In the battle of endurance sports, you are constantly fighting a goal that nobody else sees.  Yet you can feel it with each breath, stroke, pedal, and step you take in Ironman 70.3 or 140.6.

Quitting has never been an option for me in these races.  I have done 3 half Ironman events and one full Ironman in Los Cabos Mexico.  But last week, while racing in Ironman 70.3 Eagleman, I was very close to quitting.  I couldn’t get past my wall.  I struggled to find the strength to hit the wall harder than it hit me.

I had an amazing swim; 35 minutes to complete 1.2 mile open water swim considering we had to battle jellyfish and a chaotic start based on age and gender versus rolling start by finishing times.  Swim starts based on age and gender only cause unnecessary panic at the start as it is inevitable to get “swam over", yanked from your legs, and hit on the face by younger and faster swimmers coming from behind or you end up doing the same with the slower older group that started before you.
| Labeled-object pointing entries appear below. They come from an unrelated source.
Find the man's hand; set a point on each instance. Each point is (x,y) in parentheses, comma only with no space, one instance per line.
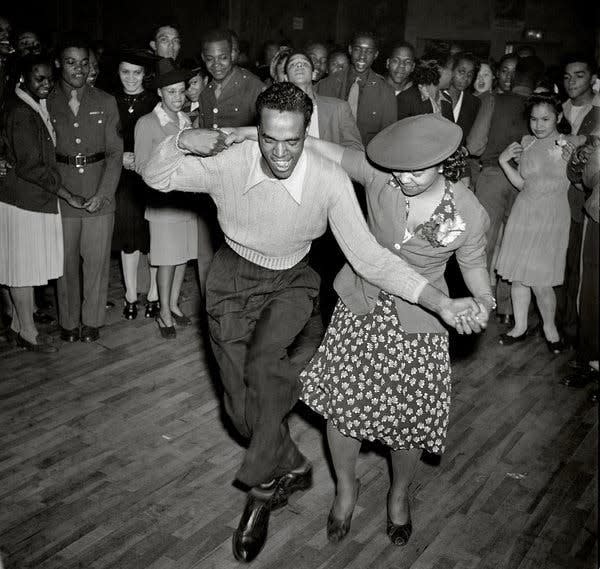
(465,314)
(129,160)
(203,142)
(78,202)
(4,167)
(239,134)
(95,203)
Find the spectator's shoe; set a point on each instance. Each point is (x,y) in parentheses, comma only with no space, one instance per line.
(556,347)
(290,483)
(507,319)
(40,317)
(41,347)
(182,320)
(130,310)
(507,340)
(89,334)
(69,335)
(152,309)
(251,533)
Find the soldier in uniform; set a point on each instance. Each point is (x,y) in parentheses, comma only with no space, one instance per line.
(89,152)
(371,99)
(229,99)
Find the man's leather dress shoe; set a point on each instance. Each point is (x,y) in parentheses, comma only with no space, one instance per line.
(69,335)
(89,334)
(251,533)
(288,484)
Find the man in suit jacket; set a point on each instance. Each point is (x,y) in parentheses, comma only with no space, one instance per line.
(584,118)
(370,97)
(331,120)
(229,99)
(464,104)
(89,152)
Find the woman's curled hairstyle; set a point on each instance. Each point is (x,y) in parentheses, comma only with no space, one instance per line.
(455,166)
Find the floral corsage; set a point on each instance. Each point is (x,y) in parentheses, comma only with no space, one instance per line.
(445,224)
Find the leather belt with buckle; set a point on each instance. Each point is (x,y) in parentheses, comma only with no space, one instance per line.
(80,160)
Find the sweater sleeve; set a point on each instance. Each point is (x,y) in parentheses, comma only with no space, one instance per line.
(371,261)
(29,162)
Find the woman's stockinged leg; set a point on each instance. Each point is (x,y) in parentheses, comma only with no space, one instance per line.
(546,299)
(344,453)
(178,277)
(404,464)
(164,280)
(23,308)
(130,262)
(521,297)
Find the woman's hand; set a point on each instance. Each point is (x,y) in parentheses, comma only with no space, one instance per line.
(512,152)
(467,315)
(129,160)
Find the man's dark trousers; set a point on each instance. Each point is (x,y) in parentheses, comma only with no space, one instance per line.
(256,316)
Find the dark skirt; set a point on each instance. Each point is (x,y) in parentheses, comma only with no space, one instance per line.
(132,231)
(372,380)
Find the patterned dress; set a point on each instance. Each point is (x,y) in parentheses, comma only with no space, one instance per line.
(383,373)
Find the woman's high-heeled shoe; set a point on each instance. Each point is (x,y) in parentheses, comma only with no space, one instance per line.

My bike ride was solid, completing 56 miles in 2 hours and 50 minutes.  But it all started here my errors, my failures, and my ego.  The course was hot and windy with only 3 water stops.  Somehow I skipped the first one as I thought there were more water stops.  First error = never get too comfortable and make time to learn the course.   By the second water stop at mile 30 I was already dehydrated.  By mile 40 I felt the first inner thigh  cramp and decided to pull back on my 20-23 mile per hour pace to a 17-18 mile-per-hour rhythm.   This hit my ego and I tried compensating by over fueling with energy gels loaded with caffeine, salt tablets, advil, and my infinite liquid nutrition.  Second error = you can’t fight dehyration once you are already dehydrated.  Third error = I over fueled sending my GI system literally into shits.

Arriving into Transition 2 (T2) I took my time as I was battling a fight against negativity.  I was feeling down on myself.  Feeling not good enough and not strong enough.   I left T2 fighting tears and forcing a hypocritical smile and a high five to my husband and my friends.   The last thing you want to do is make them worried as you leave for your final leg of the race.... the half marathon.

The first 3 miles of my run were hell.  I battled vomit, dizziness, and running to the bathroom;  I had to walk portions of it.  I could feel my ego getting stripped down to the bones.  When I just couldn’t go any further hitting my wall, I stopped and gave myself permission to completely fail and quit.  That is when I started listening to my heart and my WHY.  Someone recently gifted me this book “Man’s Search For Meaning” where the author explains that the human that has a WHY to live for can bear almost any HOW.  My WHY kept me going to the finish line.  It was my slowest half and yet I learned so much from it.

My goal was to set a new personal record (PR) and finish top 10 in my age group.  That certainly didn’t happen.  It was my slowest half Ironman finish in 5 hours and 59 minutes.  I have another half Ironman this year, at the end of August, and I am determined as fuck to get top 10 in my age group there!  

The moral of this story = learning never stops and I will keep dreaming big as I would much rather fail aiming high than crushing goals aiming low.